Kvrocks gracefully failover design proposal #3218

yuzegao · 2025-10-07T10:21:25Z

yuzegao
Oct 7, 2025

Hi All,
In #2848, We plan to support the gracefully(No-data-loss) failover command.

Summary

Kvrocks today lacks a production-ready failover workflow that guarantees no data loss during manual promote master. This proposal compares two feasible approaches:

In-process failover - Extends Kvrocks core to perform coordinated failover (master suspends writes, master and slave roles reverse, master releases writes).
Controller-based failover - Implement an external HA controller (kvrocks-controller) that uses native kvrocks commands (INFO, CLIENT PAUSE, CLUSTERX SETNODES, etc.) to coordinate safe upgrades. Incidentally, CLIENT PAUSE WRITE/CLIENT UNPAUSE needs to be implemented.

Both approaches are viable. This document outlines the design, tradeoffs, hoping to spark community discussion on which approach to adopt. In addition, this solution does not consider the processing of non-cluster mode.

Goals

Primary goal: Provide a failover mechanism to prevent data loss during manual maintenance (node migration, process upgrade).

Option A — In-process (Node-local) Failover

Concept

Enhance the Kvrocks server binary so that a given slave within a shard cooperates with the master to complete the master-slave reversal steps: checking the master-slave replication offset, pausing the master from writing, catching up the master and slave offsets, reversing the master-slave roles, and releasing the old master from writing.

Core Components/Steps

The replica node receives the FAILOVER command and notifies the master node to initiate a master-slave reversal.
The master node checks the slave node's offset, suspends write operations, and, upon confirming that the slave node's offset is the same, updates the node's role to slave.
The slave node is notified to switch to the master role and take over the slots. If this step fails, the second step of the role change is rolled back.
Write operations are resumed, and all subsequent read and write requests received by the old master are forwarded to the new master node to ensure data consistency.
After the controller confirms the failover status is successful, it executes clusterx setnodes to update the cluster topology.

Advantages

Autonomous strategy: Fewer interactive steps means less risk of anomalies.
Lowest latency: Fewer round trips to the external controller.

Disadvantages/Risks

Largely invasive changes to the core; increased code complexity and testing interface.
Operational debugging and observability become more difficult (failure logic within the process).

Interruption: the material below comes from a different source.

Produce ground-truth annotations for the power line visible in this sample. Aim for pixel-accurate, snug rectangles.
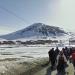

Option B — Controller-Based Failover

Concept

An external, highly available kvrocks controller is responsible for master-slave rollovers and cluster topology updates. The controller detects replication offsets between master and slave nodes, pauses writes to the master, updates the master and slave roles and cluster topology, and resumes writes to the old master. The controller also performs trade-off procedures for exceptions such as retries and rollbacks.

Core Components/Steps

The controller checks the replication lag between the target slave and the master (Info replication).
If the lag is manageable, the controller pauses writes to the master (CLIENT PAUSE WRITE needs to be implemented).
When the replication lag between the master and slave nodes is consistent, the controller performs a slave role reversal and a topology update (CLUSTERX SETNODES).
Performs a master role reversal and a topology update.
Resumes the paused writes on the old master (CLIENT UNPAUSE needs to be implemented).
Continues to update the topology information of other nodes in the cluster.

Advantages

Operationally friendly: The controller is auditable and versioned, making it easier to iterate.
Low risk: Changes to kvrocks are small and testable.

Disadvantages/Tradeoffs

The controller and kvrocks require multiple rounds of interaction, requiring handling of multiple exceptions (retries and rollbacks).
Slightly higher failover latency (controller coordination); this is acceptable in most environments. 3. Controllers must be highly reliable – becoming critical infrastructure (but easier to monitor and maintain than core logic).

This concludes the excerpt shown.